Here’s the other thing – it’s not always about our jobs working with us (or not), it’s also about us working with ourselves. My first year of law school, I was determined to go to school full time. I wanted to carry a full course load like everyone else, making no accomodation for myself! I did nothing but go to school and go home, eat and sleep. I was miserable, with a brand spanking new disability I hadn’t figured out yet and a load of classmates and professors who didn’t understand. I’d always carried a full or overload course load in my academic career, so I couldn’t admit at first that I could no longer do that. In the end, it took one professor failing me for missing too many classes and the dean of students kindly but firmly encouraging me to drop down to a part-time load to get me to see reason. And at that, it was a very traumatized, upset ‘seeing reason’. I don’t know what I would have done if they hadn’t stepped in; no, that’s not true, I know what I would have done – I would have kept driving myself into the ground harder and harder until I broke.

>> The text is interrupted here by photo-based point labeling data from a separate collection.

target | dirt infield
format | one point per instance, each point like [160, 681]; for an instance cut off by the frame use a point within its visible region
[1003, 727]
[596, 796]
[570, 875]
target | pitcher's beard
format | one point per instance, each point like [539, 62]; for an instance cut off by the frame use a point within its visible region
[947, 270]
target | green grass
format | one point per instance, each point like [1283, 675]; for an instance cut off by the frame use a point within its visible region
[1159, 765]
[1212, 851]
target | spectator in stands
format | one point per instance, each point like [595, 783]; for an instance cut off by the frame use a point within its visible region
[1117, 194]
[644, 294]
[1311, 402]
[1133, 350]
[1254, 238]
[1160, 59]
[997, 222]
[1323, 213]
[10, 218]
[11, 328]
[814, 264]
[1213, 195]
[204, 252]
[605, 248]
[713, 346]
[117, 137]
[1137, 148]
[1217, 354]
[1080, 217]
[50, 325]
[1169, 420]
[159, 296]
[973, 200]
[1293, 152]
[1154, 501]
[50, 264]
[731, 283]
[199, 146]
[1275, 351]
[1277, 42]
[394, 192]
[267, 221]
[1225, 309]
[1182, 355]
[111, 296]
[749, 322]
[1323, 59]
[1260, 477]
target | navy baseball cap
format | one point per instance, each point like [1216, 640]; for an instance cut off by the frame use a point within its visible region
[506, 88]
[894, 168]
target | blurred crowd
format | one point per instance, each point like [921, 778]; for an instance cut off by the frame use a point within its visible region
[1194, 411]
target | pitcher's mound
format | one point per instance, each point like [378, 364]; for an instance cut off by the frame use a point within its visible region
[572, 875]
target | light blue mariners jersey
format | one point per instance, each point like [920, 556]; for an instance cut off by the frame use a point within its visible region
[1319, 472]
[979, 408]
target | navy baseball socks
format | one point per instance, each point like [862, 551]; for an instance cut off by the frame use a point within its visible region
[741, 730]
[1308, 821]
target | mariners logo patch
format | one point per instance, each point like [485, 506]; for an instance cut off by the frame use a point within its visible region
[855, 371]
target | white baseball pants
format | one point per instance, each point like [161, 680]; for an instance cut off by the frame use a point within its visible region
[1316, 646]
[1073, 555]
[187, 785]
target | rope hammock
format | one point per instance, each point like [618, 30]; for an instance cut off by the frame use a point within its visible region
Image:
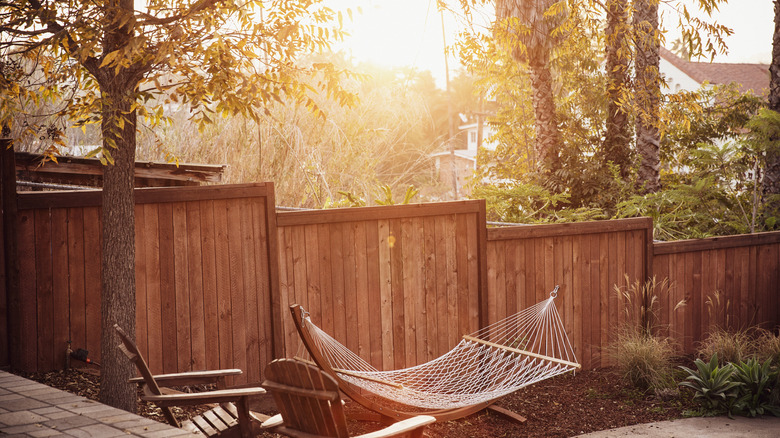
[520, 350]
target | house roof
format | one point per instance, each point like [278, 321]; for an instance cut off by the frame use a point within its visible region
[459, 153]
[753, 77]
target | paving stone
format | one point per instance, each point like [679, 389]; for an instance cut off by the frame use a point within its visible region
[132, 423]
[22, 429]
[170, 432]
[83, 403]
[20, 417]
[122, 416]
[22, 404]
[46, 432]
[25, 389]
[94, 411]
[70, 422]
[10, 396]
[58, 415]
[43, 393]
[96, 430]
[145, 430]
[47, 410]
[65, 400]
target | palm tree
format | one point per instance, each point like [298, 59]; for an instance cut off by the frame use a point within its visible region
[770, 184]
[618, 136]
[532, 32]
[647, 91]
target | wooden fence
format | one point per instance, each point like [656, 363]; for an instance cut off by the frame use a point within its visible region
[217, 268]
[398, 285]
[205, 275]
[728, 282]
[587, 260]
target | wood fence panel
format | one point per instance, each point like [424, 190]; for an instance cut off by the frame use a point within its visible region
[204, 277]
[397, 285]
[727, 282]
[587, 261]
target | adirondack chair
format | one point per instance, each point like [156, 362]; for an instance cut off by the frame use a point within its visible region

This entry is brought to you by something that happened recently – I made a good career choice, but a foolish health choice. I got a part-time job working for a judge this summer. I’ve worked for her in the past, so I know her office is pretty laid back. I also know I can tell her I’m working 3 days a week, and won’t be pushed past that. Now, for my physical and mental health, I know I should have taken the summer off. I’ve been plagued by severe migraines and wierd maybe-they-were-seizures. I’ve had dislocation problems, and probably need to get the majority of my braces replaced. I’ve been learning to live with a service dog, which is actually a lot of work (mentally and physically). Taking the time off would have been a much wiser choice. But for my career health, it’s much better that I not take the summer off. The legal world does not look kindly on summers where you neither take classes nor work. So…I work. For better or for worse. At least I know, up front, what I’m heading into.